In the course of the last week, we went around the Golden Triangle, the northernmost point of Thailand. We visited the towns of Mae Salong, Mae Sai, Chiang Saen and Chiang Rai by bus and sorngtaaou (pickup trucks) and took a longtail boat from Chiang Rai to Thaton. So much scenery in so little time, I’m glad I’m taking the time to document everything because my mind is already full to the brim with images of landscapes and faces I don’t want to forget. Thank god for the long bus rides, I guess!
The highlights of this leg of our trip was Mae Salong, a little Chinese settlement on the back hills of Chiang Rai. Once a big player in the opium trade, Mae Salong is now famous, thanks to government crop substitution programs, for oolong tea and coffee, breathtaking views over well groomed mountains and a captivating early morning market where people from a nearby Akha hill tribe village come to sell their ware. The Akha women are petite and resemble dolls with their colourful traditional outfits and headdress and I wanted to photograph all of them so so bad, but there was this group of at least ten men, each of them equipped with the mother of all telephoto lenses as if they were on a safari, pointing their zoom at these people’s face without asking permission. It made me a little sick to think that, to the Thais, we’re potentially all the same, just some rude foreigners considering them like zoo animals. I did however buy a bracelet and some bananas from a lady and got permission to take her photos. Made me feel a little better about myself. But then I realized that my bloody camera lens is broken. All my photos are soft :/ I will need to buy a new lens somehow. Anyway. In Mae Salong market, we also had the pleasure of being introduced to patong-goh and nam-tao-hu, the least healthy but most delicious Chinese breakfast around, consisting of freshly fried donuts dipped in warm, sweetened soy milk. Highly addictive.
The next town along the road, Mae Sai, is a legal crossing border into Burma (which we decided not to visit because the logistics of it was just too complex for what it was worth, i.e. a one-day visa allowing you only into Tachileik, the town across the border). Mae Sai was nothing spectacular in terms of sights, but we had a fantastic riverside bungalow at the Riverside Guesthouse and the food at the night market was some of the best and cheapest we’ve had so far in Thailand. Our guidebook didn’t even mention the night market, but it was in my opinion the best and most atmospheric one we have been to yet.
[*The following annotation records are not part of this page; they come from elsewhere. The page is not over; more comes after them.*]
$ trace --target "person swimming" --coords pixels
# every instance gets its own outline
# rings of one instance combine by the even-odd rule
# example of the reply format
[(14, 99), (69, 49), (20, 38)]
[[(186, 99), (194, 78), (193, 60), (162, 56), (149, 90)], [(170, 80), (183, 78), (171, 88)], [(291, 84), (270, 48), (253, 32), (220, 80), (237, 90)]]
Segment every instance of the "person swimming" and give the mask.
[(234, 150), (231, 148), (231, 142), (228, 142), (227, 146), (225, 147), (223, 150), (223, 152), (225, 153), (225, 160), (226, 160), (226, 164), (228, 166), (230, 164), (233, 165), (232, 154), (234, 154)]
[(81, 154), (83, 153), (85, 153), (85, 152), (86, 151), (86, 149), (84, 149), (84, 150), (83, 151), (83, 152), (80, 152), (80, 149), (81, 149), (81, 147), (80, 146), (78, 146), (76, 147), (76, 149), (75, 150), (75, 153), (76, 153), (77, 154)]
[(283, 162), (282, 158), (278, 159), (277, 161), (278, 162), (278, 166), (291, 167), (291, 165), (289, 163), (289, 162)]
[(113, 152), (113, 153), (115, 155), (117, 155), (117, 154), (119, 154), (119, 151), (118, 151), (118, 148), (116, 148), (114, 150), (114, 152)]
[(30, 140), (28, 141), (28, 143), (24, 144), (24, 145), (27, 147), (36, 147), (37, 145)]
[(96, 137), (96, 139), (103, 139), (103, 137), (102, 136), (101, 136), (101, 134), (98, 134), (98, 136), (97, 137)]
Next up was Chiang Saen, a scenic little sleepy town along the Mekong peering across at Laos. Nothing much to report from here but the hardest mattress known to human kind and a lovely dinner along the river. From there on, we caught a bus to Chiang Rai where we stayed overnight before catching a longtail boat upriver from the CR Pier back to Thaton where we closed the loop. The boat journey was 4 short hours of wonderful scenery with a short break in the middle where I fed an elephant some bananas. You know. As you do. Head = explode.
We finished the journey in Thaton where we had a relaxing couple of days by the river in a somewhat ill-managed guesthouse where, apart from experiencing many cringe-inducing hilarious moments (you can read Richard’s Trip Advisor review here if you are so inclined), we also witnessed a fuzzy duckling following a fuchsia chick’s every step all day long. Miiiiiiih.
As cliché as it sounds, I can’t believe we have been in Thailand for over two weeks already. Time is flying too fast! Fortunately, we have been very good at living under budget (we are averaging at around $20/day each including accommodation, meals and extensive transportation) and we are considering perhaps extending our trip to South East Asia by a month.
That’s it for now! We are on a rollercoaster of a bus ride from hell to Pai as I type this! I want to give due credits to my other half and state that about 50% of the travel photos I post here are by him.